Nell’antica tradizione indiana le Pleiadi dette Krittika erano chiamate “le stelle del Fuoco”, e sono ancora raffigurate da una fiamma o da una spada. Sei delle Sette Pleiadi, narra la mitologia indù, divennero le nutrici di Karttikeya che viene solitamente raffigurato con sei teste, e sei o dodici braccia (in onore delle Krittika). Le sei teste rappresentano le sei direzioni dello spazio e i poteri elettromagnetici simboleggiati nel doppio tridente. L’Esagono è la figura geometrica a lui associata.
Karttikeya è considerato un guerriero celeste, ed è chiamato il Comandante delle Legioni Celesti, il che lo renderebbe identico all’Arcangelo Michele. Kartikeya è descritto come un filosofo-guerriero, ed è rappresentato come un uomo sempre giovane, “a cavallo” o su un pavone indiano.

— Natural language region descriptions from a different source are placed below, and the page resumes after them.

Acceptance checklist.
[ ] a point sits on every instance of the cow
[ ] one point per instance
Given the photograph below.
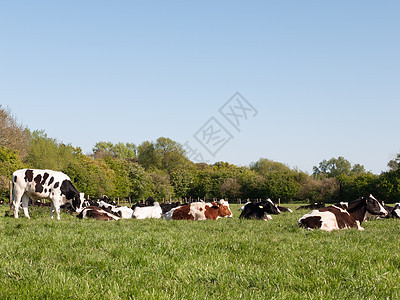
(200, 211)
(396, 211)
(124, 211)
(98, 213)
(148, 212)
(166, 207)
(44, 184)
(342, 215)
(284, 209)
(388, 208)
(259, 210)
(315, 205)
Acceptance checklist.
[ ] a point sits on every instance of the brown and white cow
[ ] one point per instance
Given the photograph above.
(200, 211)
(342, 215)
(44, 184)
(98, 213)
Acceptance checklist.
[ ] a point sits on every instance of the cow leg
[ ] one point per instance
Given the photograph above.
(52, 210)
(55, 207)
(25, 203)
(359, 225)
(17, 195)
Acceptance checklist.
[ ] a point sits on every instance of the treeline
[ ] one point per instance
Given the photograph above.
(161, 169)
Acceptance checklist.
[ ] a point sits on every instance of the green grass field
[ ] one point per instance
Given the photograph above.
(42, 258)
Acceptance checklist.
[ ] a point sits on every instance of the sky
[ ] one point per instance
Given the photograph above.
(293, 81)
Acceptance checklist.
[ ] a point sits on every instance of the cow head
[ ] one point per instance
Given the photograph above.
(396, 210)
(374, 207)
(269, 207)
(223, 209)
(78, 202)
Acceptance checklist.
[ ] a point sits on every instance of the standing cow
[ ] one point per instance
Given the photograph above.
(342, 215)
(44, 184)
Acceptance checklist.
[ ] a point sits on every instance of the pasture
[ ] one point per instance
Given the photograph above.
(225, 259)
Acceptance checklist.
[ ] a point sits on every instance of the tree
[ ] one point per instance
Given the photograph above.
(161, 187)
(336, 167)
(9, 162)
(264, 166)
(13, 135)
(230, 188)
(394, 164)
(164, 154)
(119, 150)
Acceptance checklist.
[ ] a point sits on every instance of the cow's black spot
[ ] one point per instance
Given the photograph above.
(38, 186)
(28, 175)
(45, 176)
(71, 193)
(311, 222)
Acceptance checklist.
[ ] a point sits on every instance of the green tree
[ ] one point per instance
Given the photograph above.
(9, 162)
(161, 187)
(394, 164)
(119, 150)
(13, 135)
(336, 167)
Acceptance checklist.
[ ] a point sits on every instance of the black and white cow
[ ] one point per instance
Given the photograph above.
(259, 210)
(123, 211)
(342, 215)
(315, 205)
(396, 211)
(284, 209)
(98, 213)
(44, 184)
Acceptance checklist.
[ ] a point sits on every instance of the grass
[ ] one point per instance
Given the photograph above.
(42, 258)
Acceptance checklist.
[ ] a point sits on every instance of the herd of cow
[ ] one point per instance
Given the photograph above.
(58, 188)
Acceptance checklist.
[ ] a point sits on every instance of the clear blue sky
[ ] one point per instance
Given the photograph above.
(323, 76)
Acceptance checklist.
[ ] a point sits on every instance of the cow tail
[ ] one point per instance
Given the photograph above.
(13, 195)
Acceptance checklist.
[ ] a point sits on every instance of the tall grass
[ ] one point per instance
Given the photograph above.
(230, 258)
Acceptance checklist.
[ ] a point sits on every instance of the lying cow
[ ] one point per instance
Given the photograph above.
(342, 215)
(200, 211)
(284, 209)
(124, 211)
(166, 207)
(95, 212)
(315, 205)
(44, 184)
(259, 210)
(396, 211)
(148, 212)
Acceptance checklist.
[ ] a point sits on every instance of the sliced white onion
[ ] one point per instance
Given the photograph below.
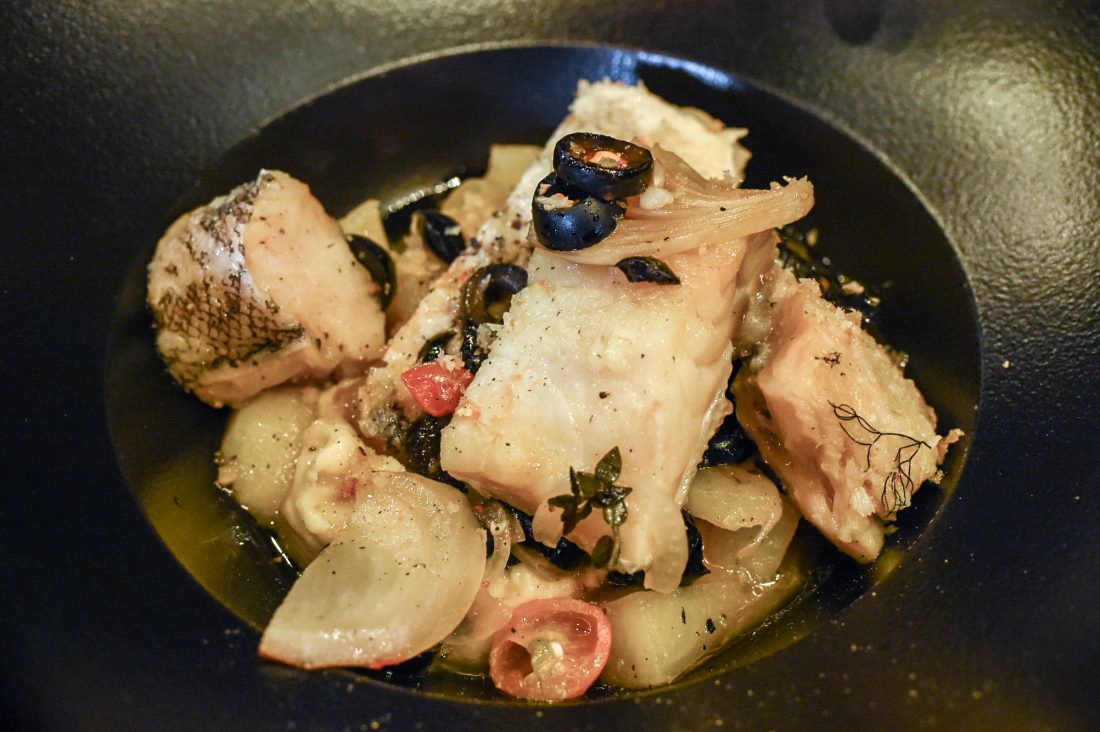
(658, 636)
(332, 469)
(754, 550)
(261, 446)
(466, 649)
(735, 496)
(394, 583)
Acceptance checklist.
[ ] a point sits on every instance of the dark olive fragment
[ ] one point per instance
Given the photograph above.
(730, 444)
(487, 293)
(602, 165)
(647, 269)
(615, 578)
(421, 445)
(695, 567)
(435, 347)
(372, 255)
(485, 298)
(442, 235)
(693, 570)
(564, 555)
(567, 219)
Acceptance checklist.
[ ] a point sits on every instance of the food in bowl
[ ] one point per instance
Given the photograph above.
(562, 430)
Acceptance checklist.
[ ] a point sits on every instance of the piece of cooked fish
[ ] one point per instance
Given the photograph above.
(259, 287)
(620, 110)
(850, 437)
(586, 361)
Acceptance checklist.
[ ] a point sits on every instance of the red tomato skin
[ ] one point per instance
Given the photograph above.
(583, 632)
(437, 389)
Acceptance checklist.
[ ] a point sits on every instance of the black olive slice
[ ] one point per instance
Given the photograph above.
(730, 445)
(435, 347)
(567, 219)
(487, 294)
(442, 235)
(647, 269)
(485, 297)
(421, 445)
(378, 263)
(602, 165)
(695, 566)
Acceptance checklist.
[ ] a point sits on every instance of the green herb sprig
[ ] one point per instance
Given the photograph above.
(596, 490)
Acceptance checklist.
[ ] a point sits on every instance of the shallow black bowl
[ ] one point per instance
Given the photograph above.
(935, 154)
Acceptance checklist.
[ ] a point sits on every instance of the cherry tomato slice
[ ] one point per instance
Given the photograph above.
(551, 649)
(436, 388)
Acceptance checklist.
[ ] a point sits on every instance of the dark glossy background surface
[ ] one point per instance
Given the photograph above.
(111, 111)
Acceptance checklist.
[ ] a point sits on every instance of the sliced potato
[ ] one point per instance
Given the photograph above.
(394, 583)
(658, 636)
(260, 448)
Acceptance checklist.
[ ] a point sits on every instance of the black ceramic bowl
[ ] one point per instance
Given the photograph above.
(954, 164)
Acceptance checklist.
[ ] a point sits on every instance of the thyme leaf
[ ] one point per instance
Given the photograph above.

Usa le sue abilità marziali creative per guidare un esercito contro l’esercito dei demoni guidarti dal demone Taraka.
Karttikeya di cui Marte è un alias, è associato ad Agni il Fuoco Cosmico, e a Sirio, la Stella del Cane, è chiamata in molti antichi testi “la guida dell’intera schiera celeste”. Abbiamo più livelli di Karttikeya partendo dall’alto, Agni, poi Sirio, infine Marte.
Poiché in Giovanni le sette stelle sono tenute nella mano destra del Cavaliere, quella che normalmente impugna la spada, significa che il potere della spada è assimilabile a quello delle sette stelle. In Giovanni la spada esce dalla bocca Un immenso potere elettromagnetico cosmico è riposto nella spada di Colui che Viene. Il commentario orientale pone la spada in mano al Messaggero, ma fornisce un’altra informazione, Egli emette la Parola, e “Le stelle degli eterni Lha (Arcangeli) vibrano a quel suono – la PAROLA proferita con settemplice intensità”. La parola settemplice agisce sui sette stati di materia i quattro fisici e i tre eterici, e la “materia caotica vacilla fino alle fondamenta”. Oltre alla Spada, anche la Parola creatrice e contemporaneamente distruttrice, entrambe potentissime armi.
Questo Potere, formato da Fuoco Cosmico e Potere Vibratorio si riverserà sulle potenze oscure che non avranno scampo, verranno annientate. Il Commentario orientale afferma che anche il Signore di Armonia, che siede in alto, riversa tutta la Sua vita e la Sua forza sul campo di battaglia. Vede la fine sin dall’inizio e non ferma la Sua mano, anche se l’angoscia e il dolore sono grandi e profondi. La meta è la Pace.